Hablando claro, cada cónyuge, cada esposo tiene control absoluto sobre su estado civil, sin que se lo podamos imponer, ni impedir pedir su supresión, independientemente de lo que piense o quiera el otro esposo o cónyuge, o los hijos, o el juez, el fiscal o el abogado, o cualquier otra persona o institución.

El llevar a los tribunales el estado civil de dos esposos es necesario, por ley, si uno o los dos cónyuges no desean seguir con el matrimonio, pedir la nulidad o separación matrimonial. Hay una creencia popular, muy extendida, de que el otro esposo ha concedido o ha accedido a la separación o el divorcio.

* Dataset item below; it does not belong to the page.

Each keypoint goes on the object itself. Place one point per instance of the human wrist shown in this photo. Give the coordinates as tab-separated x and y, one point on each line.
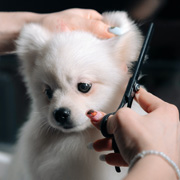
152	166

Las separaciones y divorcios las dan siempre un juez, nunca el otro esposo o cónyuge. Para mi, una de las modificaciones necesarias en el ordenamiento jurídico actual del estado español sería, junto con una mediación familiar obligatoria, ordenada, si es preciso, por un juez, el admitir la rebeldía procesal confirmada, es decir hecha ante un juez, sin necesidad de abogado y procurador. No hay nada más triste que por consejos de servicios sociales, concejalías, asociaciones, abogados, familiares y conocidos se pongan a relatar posibles hechos y circunstancias que nadie, absolutamente nadie, ha obligado a pasar o sufrir y que, en principio, no son ni necesarios ni vinculantes para posibles decisiones judiciales..

Criminalizar conductas innecesariamente o utilizar los juzgados como escarmiento o presión para obtener posibles derechos económicos han creado mucha violencia entre esposos, con gravísimas consecuencias para los hijos. Los políticos no son ajenos a estos hechos que vienen confirmando jueces, fiscales e incluso abogados.

Para mi, el llegar a rebeldías procesales pactadas y legalizadas, para evitar abusos, sería una meta legítima y razonable a estudiar en toda mediación familiar, cuando sólo uno de los esposos o cónyuges desea la nulidad, la separación o el divorcio. Sería reconocer un realidad jurídica concreta: que las nulidades, separaciones y divorcios se pueden conceder y se conceden siempre a petición, por los conductos legalmente establecidos, y sin que, necesaria y obligatoriamente, haya tenido que comparecer la otra parte.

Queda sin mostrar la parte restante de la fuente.